Soon they were creeping along beneath the moving cart as she pushed it down the hall, their ears flicking up against the cold metal. The rubber tires made a soft pulling sound on the carpet, like tape being ripped from a fuzzy surface. Around them they could see only the wheels, the wooden molding along the wall, and the bottoms of the evenly spaced doors. If there were charts on the doors presenting the patients' names, they could see nothing of these. They might be passing Jane Hubble's room at this moment and never know. This procedure wasn't going to cut it. If they could ride on top the cart, that would be an improvement. Dulcie glanced at him with impatience, her tail twitching nervously against the metal wheel.
Some of the rooms were dark, but most were lit, and in some the voice of an elderly occupant groaned or called out. The smells of medicine and of sick people made them both want to retch. They could see the bandage-wrapped feet of one patient who was out of bed sitting in a chair. Halfway down the hall the cart stopped, the black rubber tires were stilled, and the nurse's white shoes padded away into a softly lit room. Behind her, they crept out to look
Through the open door, a bedside lamp threw a narrow g
low across the metal bed and across the thin, wrinkled occupant; he had an obedient, gentle face, as if he had long ago resigned himself to the entrapments of old age. As the nurse turned to straighten his nightstand, the cats slipped in behind her and under the bed.

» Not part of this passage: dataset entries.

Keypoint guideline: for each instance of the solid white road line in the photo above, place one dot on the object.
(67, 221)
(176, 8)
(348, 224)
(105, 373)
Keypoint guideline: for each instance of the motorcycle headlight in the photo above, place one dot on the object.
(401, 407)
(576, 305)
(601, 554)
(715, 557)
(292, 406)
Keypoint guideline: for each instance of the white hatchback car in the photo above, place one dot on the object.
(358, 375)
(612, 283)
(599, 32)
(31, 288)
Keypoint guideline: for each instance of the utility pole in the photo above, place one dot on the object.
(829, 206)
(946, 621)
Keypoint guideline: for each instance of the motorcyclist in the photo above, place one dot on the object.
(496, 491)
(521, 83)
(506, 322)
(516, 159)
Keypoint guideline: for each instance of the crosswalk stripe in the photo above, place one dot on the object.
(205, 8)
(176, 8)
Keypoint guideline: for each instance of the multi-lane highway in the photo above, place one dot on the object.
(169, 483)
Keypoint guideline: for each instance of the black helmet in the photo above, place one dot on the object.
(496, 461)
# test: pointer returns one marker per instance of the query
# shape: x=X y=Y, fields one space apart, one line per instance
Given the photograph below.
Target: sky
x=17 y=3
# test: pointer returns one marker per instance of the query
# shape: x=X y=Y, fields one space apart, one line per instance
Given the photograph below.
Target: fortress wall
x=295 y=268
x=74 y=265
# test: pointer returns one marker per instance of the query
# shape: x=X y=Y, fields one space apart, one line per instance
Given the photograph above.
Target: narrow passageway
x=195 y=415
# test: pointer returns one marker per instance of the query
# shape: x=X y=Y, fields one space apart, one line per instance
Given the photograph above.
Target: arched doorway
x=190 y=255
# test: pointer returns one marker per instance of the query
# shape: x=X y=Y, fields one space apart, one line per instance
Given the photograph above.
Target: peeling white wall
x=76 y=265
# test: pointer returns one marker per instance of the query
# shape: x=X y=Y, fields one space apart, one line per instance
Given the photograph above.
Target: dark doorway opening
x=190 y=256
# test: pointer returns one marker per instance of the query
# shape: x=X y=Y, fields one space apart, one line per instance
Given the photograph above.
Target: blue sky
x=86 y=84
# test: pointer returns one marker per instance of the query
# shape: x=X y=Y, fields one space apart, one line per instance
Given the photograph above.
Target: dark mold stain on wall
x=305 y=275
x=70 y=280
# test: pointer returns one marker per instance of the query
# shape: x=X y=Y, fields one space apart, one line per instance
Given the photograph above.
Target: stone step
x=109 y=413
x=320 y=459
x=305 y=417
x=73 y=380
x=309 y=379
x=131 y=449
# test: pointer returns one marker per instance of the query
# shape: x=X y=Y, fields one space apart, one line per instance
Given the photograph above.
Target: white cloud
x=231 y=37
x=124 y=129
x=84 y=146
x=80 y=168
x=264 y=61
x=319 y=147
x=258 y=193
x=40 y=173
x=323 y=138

Crouching beneath the dusty springs, they were only inches from her size five white oxfords, so close they could smell the mown grass through which she must have recently walked. This blended pleasantly with the smell of cocoa and buttered toast, and they could hear her arranging a tray before the patient, could hear the plate slide on the metal surface. She spoke to the old man in Spanish, but he answered her in English. Both seemed comfortable with the arrangement. They could hear her fluffing his pillows, then she braced her feet as if helping him into a sitting position. When she had him settled she left the room, wheeling her cart away.
The patient ate with little sucking and clicking sounds, as if his teeth didn't fit very well. They could see no chart on the inside of the partially open door, to tell his name. They had started to creep out when another nurse came down the hall.
Retreating again beneath the bed, Dulcie hunched uncomfortably, her paws tight together. She didn't like this part of Casa Capri-the Nursing wing was a fullblown hospital, reminding her too sharply of the vet's clinic. The disinfectant and medicinal smells and the cold, hard surfaces brought back every dreadful moment of her five days in Dr. Firetti's animal hospital, when she was sick with a respiratory infection.
She had, over in the social room, been able to maintain the illusion of happy days for these old folks, in a comfortable little world set aside just for their nurturing. But suddenly illness and the failure of the body were too apparent. In this wing of Casa Capri, all she could think of was sickness and dying.